And First, At his very Entry, as if he had attained to Nero’s desire, at one blow, in his first Parliament, he cut off the Neck of that Noble Constitution of Church and State, which our Noble and worthy Ancestors had made; And not thinking it enough Treacherously and Falsly to perjure himself, he made such Constitutions and laws (if it be not an abuse of Language to call them so) as that none but Fools of his own Feather, and such as would run with himself to the same Excess of ryot, should have access to the very meanest place or Office in the Kingdom: And though than in it self is enough, yet not the Thousand part of what he hath done.

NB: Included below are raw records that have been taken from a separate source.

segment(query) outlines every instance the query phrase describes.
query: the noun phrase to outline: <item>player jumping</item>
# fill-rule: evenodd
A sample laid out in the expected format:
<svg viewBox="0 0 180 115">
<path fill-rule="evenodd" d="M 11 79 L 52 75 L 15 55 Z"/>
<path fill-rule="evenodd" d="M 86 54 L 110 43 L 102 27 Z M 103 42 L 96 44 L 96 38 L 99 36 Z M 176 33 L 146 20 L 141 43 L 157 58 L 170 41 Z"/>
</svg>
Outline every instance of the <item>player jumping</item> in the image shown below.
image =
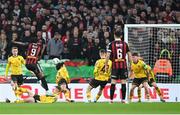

2. Did he not take to himself a Licentious Privilege, the exalting of himself unto a Sphere [179] exceeding all measures Divine and Humane, Tyrannically obtruding his will for a Law, both in matters Civil and Ecclesiastick, making us a Laughing stock to the Neighbouring Nations, who Imagined that what he was doing (however Tyrannous in it self) to be consonant to our law, blaming the badness of the Law instead of the Badness of the Governours, whereas nothing could be less Consonant to the Tenor and end of our, and all other Laws, Divine and Humane. For we have Reason to praise the Lord, who eminently assisted our Ancestors in framing of our Laws, So that we may (upon good ground) say, that there is no Nation in Civilibus hath better, and in Ecclesiasticis so good laws as we; having (by Gods great Providence) attained unto a more excellent and strict Reformation, then any Nation. The observing of which Laws, was the very Constitutive and absolute Condition, whereupon he was admitted to the Royal Office, and without which he was not to have the exercise of his power, and to which he was most Solemnly and deeply Sworn oftner than once, with his hands lifted up to the most High God; he himself Declaring the Subjects tye no longer to remain or continue, than the ends and Constitutions of these Covenants were Pursued and Preserved by him: All which are (contrary to his Engagements foresaid,) by his pretended (and as a [180] foresaid constitute) Parliaments cassed and annulled, and the laws no more made the Rule, but his own will in his Letters: So that we are made the Reproach of the Nations, who say we have only the Law of Letters, in stead of the Letter of the Law.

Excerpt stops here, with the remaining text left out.